Thank you, I just seen another post talking about bitsandbytes issue and have had to solve it before for other programs so I have a good feeling that should work. I will update and close this after I have some sleep and get a chance to check it!
For anybody who needs it, I fixed the issue by following the advice given on the page @DSaurus linked to copy over libbitsandbytes_cuda.so version to libbitsandbytes_cpu.so Specifically as I'm running python3.10.9 and cuda 11.8, in your env directory: copy your lib\python3.10\site-packages\bitsandbytes\bitsandbytes_cuda118.so (or whatever your version of cuda is) over libbitsandbytes_cpu.so) as well as added export LD_LIBRARY_PATH="/usr/lib/wsl/lib:/usr/local/cuda/lib64" export PATH=/usr/local/cuda-11.8/bin${PATH:+:${PATH}} to .bashrc (being sure to source it after making the changes).
After that, everything seems to be running perfectly! :)

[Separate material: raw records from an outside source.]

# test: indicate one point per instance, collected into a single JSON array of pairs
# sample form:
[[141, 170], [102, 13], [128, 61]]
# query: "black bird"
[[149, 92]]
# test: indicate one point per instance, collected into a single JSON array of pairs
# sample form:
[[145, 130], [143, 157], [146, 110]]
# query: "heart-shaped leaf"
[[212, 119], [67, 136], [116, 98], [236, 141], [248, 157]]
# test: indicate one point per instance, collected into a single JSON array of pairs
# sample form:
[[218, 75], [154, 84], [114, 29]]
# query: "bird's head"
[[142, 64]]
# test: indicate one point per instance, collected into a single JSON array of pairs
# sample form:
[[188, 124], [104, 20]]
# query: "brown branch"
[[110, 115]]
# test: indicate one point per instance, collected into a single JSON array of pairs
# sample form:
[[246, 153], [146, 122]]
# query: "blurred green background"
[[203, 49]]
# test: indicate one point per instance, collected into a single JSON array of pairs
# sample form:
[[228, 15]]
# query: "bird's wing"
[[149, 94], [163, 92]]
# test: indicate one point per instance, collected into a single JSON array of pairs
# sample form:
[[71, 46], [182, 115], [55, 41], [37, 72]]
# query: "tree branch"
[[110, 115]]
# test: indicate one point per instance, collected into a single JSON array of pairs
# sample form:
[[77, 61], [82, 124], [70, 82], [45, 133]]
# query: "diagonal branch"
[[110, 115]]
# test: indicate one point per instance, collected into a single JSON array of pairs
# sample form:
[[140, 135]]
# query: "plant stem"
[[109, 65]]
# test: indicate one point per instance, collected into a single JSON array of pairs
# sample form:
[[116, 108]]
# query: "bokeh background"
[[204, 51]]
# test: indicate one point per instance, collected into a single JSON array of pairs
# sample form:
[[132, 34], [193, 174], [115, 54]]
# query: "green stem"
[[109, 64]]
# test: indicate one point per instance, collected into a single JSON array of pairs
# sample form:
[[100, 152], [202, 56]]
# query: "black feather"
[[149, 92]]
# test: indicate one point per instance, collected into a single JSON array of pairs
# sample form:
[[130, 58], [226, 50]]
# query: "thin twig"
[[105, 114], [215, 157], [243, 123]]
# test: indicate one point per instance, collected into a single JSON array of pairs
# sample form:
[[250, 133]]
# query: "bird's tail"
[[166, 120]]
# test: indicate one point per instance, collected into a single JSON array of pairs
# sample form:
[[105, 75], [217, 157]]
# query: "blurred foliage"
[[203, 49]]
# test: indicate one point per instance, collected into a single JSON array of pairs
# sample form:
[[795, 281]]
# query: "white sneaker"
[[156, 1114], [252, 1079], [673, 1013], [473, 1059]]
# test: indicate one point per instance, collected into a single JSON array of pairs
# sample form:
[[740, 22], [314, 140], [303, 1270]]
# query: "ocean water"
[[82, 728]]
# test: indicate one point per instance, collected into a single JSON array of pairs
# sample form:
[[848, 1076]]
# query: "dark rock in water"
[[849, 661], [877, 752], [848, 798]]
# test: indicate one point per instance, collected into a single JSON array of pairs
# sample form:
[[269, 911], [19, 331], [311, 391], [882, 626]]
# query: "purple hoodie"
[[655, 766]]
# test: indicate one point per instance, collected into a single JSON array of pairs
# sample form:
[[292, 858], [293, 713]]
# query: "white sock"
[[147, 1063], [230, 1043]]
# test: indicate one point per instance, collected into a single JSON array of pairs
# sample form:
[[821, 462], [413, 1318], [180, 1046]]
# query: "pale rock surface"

Glad to hear this and thanks for sharing the solution! @Ainaemaet
Hi, I made the code run via change the line 61 in deepfloyd_prompt_processor.py to
text_encoder = T5EncoderModel.from_pretrained(
pretrained_model_name_or_path,
subfolder="text_encoder",
torch_dtype=torch.float16, # suppress warning
load_in_8bit=True,
variant="8bit",
device_map="auto",
)
I simply let the load_in_8bit=False and it work. Does this operation hurt the performance or simply make it a bit slower?